Em Beja, a taxa de esforço para arrendar casa passou de 43% para 35%, uma redução de oito pontos percentuais, tornando-se a capital de distrito da região onde o peso da renda no rendimento familiar é menor. Em Portalegre, a diminuição foi de quatro pontos percentuais, fixando-se nos 35%, enquanto em Évora a descida foi de dois pontos percentuais, para 50%.
Apesar destas quebras, todas as capitais alentejanas permanecem acima do valor máximo recomendado, que aponta para que a prestação ou renda não ultrapasse um terço do rendimento líquido disponível.

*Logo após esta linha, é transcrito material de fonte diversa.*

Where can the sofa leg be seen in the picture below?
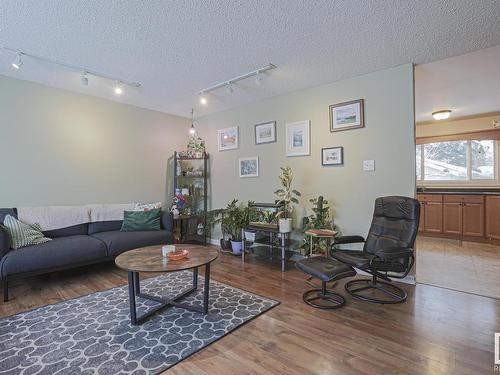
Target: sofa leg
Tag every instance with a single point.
(5, 291)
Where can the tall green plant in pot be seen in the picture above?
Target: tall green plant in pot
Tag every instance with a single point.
(234, 219)
(289, 197)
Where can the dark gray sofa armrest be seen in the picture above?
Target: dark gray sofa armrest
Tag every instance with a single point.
(167, 221)
(5, 241)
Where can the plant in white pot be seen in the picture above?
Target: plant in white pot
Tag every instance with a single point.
(234, 219)
(289, 197)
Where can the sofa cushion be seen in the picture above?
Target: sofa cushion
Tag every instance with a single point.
(117, 242)
(58, 253)
(22, 235)
(141, 220)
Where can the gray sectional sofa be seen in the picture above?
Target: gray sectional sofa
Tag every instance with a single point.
(74, 246)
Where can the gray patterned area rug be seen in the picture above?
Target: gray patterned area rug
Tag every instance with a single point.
(93, 334)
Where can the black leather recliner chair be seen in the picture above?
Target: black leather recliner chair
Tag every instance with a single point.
(387, 252)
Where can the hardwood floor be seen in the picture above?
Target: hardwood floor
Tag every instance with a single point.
(437, 331)
(465, 266)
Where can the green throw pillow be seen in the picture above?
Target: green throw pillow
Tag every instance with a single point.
(23, 235)
(141, 220)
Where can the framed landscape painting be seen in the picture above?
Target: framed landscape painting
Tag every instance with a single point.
(348, 115)
(332, 156)
(227, 139)
(249, 167)
(298, 138)
(265, 133)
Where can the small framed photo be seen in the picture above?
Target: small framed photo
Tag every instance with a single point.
(265, 133)
(348, 115)
(249, 167)
(227, 139)
(332, 156)
(298, 138)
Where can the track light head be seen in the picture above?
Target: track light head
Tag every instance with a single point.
(258, 79)
(118, 88)
(18, 62)
(84, 79)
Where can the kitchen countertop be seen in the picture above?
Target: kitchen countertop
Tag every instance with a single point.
(465, 191)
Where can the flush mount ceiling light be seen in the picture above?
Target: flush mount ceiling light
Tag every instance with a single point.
(192, 129)
(441, 115)
(18, 62)
(228, 84)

No mercado de compra de habitação, a taxa de esforço manteve-se estável em Évora, nos 46%. Em Beja, a percentagem de rendimento necessária para pagar o crédito desceu um ponto percentual, para 23%, e em Portalegre diminuiu dois pontos percentuais, para 22%. Estes dois concelhos encontram-se entre os seis do país onde é possível adquirir casa com uma taxa de esforço inferior ao recomendado.
A nível nacional, a taxa de esforço média para arrendar casa subiu para 83% e manteve-se nos 71% para compra de habitação.